A court in Trinidad and Tobago approved sending PDVSA payments from the island nation to ConocoPhillips, to cover the $1.33bn claim against the Venezuelan state-owned oil company.

The court proposed sending payments from offshore gas projects on shared Trinidad-Venezuela waters, but PDVSA is not involved in any such venture.

Judge Frank Seepersad said that the decision affects PDVSA and its subsidiaries only, as the state of Venezuela itself was not targeted.

Under Venezuelan law, oil projects are required to involve PDVSA, but not in non-associated natural gas. In the case of the Dragon-Manatee offshore gas field, Shell operates together with Trinidad’s National Gas Company, while it pays royalties and taxes directly to the Venezuelan treasury.

BP is partnered with NGC in another, similar gas project, Manakin-Cocuina, again without a PDVSA stake. Shell has shown an interest in an additional offshore gas field in the area.
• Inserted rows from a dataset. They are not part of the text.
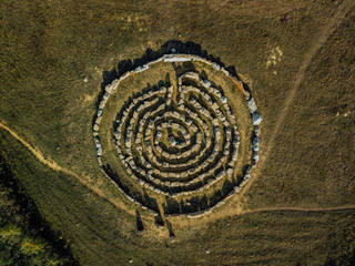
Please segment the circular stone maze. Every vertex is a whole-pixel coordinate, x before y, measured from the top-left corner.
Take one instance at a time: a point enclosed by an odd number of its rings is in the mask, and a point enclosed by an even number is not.
[[[250,180],[261,121],[235,75],[202,57],[173,53],[105,86],[93,137],[101,170],[129,201],[199,217]]]

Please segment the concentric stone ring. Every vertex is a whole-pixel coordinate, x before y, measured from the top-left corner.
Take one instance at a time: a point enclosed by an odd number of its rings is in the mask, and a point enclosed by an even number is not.
[[[122,176],[125,175],[128,178],[123,182],[119,174],[111,176],[112,173],[109,173],[102,161],[103,149],[99,136],[106,102],[118,91],[121,82],[130,75],[141,74],[160,62],[173,64],[174,68],[185,62],[199,62],[232,80],[247,100],[245,106],[250,109],[250,124],[254,126],[251,165],[258,160],[261,117],[256,113],[254,99],[244,90],[243,83],[206,59],[189,54],[165,54],[126,72],[109,84],[99,104],[93,125],[100,166],[131,202],[136,202],[143,207],[146,206],[143,196],[130,192],[130,185],[124,182],[131,182],[132,186],[141,187],[144,193],[150,191],[153,195],[162,195],[168,202],[174,197],[186,200],[190,195],[209,190],[215,183],[235,178],[241,143],[236,117],[222,86],[202,76],[196,70],[180,71],[174,82],[176,85],[168,83],[149,88],[122,104],[114,121],[113,143],[119,164],[123,165],[122,168],[125,171]],[[232,192],[239,192],[243,182],[250,178],[250,172],[251,166],[244,168],[243,180],[236,181],[237,184],[234,184],[229,195],[224,195],[220,201],[223,202]],[[216,203],[211,202],[204,209],[212,209],[215,206]],[[199,207],[199,212],[201,211]]]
The ConocoPhillips claim arises from expropriations under Hugo Chavez's government. In 2018, the company embargoed two cargoes of Venezuelan crude oil in Aruba, citing what was then a $2.04 billion claim.

PDVSA paid $700 million through a settlement agreement, but transactions were halted in 2019. The Trump administration cut PDVSA off from its payment system and recognised a separate entity, referred to as the PDVSA Ad Hoc board, as the company's representatives in the US. This prompted the ConocoPhillips to pursue legal action across multiple jurisdictions.

The Republic and state-owned companies owe over $23 billion in arbitration awards. The US-based parent company of Citgo, which is Venezuela’s largest overseas asset, is facing a court-ordered auction as creditors seek to have their claims covered. They successfully argued in US courts that PDVSA was an “alter ego” of the Venezuelan government.